Remote sensing of trace gases with optical correlation spectroscopy and lidar: theoretical and numerical approach

Abstract

In this paper, we propose a new active remote sensing methodology, based on laser spectroscopy, to evaluate the content of atmospheric trace gases. Its principle consists in coupling a lidar with optical correlation spectroscopy (OCS-lidar). Our theoretical and numerical studies show that OCS-lidar is a robust measurement methodology allowing trace gases environmental, agricultural, and industrial plants surveys. The novelty of this work is threefold. Firstly, we develop a new formalism to remotely evaluate the target gas concentration from optical correlation spectroscopy. Secondly, an acousto-optical programmable dispersive filter has been used to ensure that the lidar signal be spectrally correlated with the target gas of interest. It avoids using a hazardous gas reference cell, as operated in conventional OCS devices. Moreover, a clever spectral correlation is achieved since the contribution of absorption interfering species can then be minimized.
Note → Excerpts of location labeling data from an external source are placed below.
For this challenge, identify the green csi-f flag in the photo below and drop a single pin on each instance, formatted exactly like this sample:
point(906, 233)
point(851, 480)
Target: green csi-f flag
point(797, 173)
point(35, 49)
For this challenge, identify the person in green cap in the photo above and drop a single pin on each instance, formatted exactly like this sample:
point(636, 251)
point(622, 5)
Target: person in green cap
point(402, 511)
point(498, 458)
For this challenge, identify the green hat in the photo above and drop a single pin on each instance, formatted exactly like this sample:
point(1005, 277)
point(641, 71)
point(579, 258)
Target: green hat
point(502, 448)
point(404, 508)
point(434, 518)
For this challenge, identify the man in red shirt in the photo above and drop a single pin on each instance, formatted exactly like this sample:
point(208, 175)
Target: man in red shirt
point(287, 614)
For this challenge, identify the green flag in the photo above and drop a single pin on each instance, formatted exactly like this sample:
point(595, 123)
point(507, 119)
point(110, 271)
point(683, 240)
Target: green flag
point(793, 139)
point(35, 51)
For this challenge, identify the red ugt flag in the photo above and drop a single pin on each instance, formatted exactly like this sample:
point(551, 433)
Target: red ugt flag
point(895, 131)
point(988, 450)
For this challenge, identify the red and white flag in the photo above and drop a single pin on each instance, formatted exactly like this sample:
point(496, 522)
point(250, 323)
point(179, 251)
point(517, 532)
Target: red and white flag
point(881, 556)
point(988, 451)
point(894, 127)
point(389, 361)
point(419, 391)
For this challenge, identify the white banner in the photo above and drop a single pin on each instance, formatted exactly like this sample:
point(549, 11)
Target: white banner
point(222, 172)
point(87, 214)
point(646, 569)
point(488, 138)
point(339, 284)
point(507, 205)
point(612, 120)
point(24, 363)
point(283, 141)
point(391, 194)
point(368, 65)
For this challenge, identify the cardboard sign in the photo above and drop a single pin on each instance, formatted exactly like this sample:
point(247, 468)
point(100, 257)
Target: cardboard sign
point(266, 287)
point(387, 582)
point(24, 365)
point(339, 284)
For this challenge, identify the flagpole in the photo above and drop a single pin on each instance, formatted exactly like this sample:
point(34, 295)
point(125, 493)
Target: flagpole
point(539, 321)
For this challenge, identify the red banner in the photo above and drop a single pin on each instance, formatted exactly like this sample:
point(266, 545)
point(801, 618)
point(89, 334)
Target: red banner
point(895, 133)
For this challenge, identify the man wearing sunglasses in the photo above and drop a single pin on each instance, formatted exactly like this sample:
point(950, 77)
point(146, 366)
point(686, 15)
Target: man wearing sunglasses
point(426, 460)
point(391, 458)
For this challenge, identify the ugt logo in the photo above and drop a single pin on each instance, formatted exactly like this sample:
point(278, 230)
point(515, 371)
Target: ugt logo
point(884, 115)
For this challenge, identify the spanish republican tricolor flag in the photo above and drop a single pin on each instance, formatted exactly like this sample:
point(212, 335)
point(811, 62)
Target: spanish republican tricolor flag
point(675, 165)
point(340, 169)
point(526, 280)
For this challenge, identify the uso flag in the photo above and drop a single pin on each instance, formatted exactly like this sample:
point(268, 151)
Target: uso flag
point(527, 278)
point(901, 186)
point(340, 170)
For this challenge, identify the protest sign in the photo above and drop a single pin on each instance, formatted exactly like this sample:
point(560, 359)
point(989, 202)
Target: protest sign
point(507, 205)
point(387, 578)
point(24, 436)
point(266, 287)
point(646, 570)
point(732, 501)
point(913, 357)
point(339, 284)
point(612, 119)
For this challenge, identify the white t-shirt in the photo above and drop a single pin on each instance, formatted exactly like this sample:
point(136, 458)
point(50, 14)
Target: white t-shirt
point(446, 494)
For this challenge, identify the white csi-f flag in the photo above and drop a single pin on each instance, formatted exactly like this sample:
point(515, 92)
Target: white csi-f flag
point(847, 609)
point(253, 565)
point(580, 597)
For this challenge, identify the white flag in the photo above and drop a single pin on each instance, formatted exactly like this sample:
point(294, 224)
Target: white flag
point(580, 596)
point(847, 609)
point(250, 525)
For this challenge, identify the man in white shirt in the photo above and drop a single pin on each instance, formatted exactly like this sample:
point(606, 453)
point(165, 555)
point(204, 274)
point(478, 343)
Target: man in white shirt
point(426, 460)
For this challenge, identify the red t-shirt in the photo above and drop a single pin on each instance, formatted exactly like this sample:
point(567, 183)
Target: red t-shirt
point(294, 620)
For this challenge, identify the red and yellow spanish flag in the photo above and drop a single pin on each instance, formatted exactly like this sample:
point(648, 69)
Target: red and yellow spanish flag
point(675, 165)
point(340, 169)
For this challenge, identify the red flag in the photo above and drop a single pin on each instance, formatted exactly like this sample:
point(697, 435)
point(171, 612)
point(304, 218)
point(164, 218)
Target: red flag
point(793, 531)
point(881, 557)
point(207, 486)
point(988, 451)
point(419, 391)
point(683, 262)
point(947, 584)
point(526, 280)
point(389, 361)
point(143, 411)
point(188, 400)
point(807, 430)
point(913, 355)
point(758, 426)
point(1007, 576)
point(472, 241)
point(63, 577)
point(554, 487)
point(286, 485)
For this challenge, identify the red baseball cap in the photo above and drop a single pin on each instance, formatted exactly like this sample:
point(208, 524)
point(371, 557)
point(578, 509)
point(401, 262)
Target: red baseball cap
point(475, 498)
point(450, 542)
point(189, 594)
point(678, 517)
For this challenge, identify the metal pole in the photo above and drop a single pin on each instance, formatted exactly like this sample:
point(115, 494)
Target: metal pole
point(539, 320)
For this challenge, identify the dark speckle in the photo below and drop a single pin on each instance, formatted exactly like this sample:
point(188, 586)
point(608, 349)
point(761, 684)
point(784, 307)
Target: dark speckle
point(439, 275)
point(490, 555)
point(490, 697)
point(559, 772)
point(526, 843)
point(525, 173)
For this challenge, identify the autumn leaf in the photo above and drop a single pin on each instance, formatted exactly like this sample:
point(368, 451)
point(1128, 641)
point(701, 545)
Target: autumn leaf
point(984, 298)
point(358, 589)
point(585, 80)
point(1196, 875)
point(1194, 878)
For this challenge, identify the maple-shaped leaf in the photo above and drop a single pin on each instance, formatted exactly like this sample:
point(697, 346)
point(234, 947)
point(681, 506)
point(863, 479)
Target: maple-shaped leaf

Thirdly, to evaluate the performance of the OCS-lidar methodology, a numerical study of methane greenhouse gas is presented to evidence that atmospheric methane mixing ratios are retrievable over two orders of magnitude, from background level up to 100 ppb, within 100-m range resolution. Evaluation of the accuracy and the detection limit, including statistical and systematic errors assessment, are then objectively presented and discussed.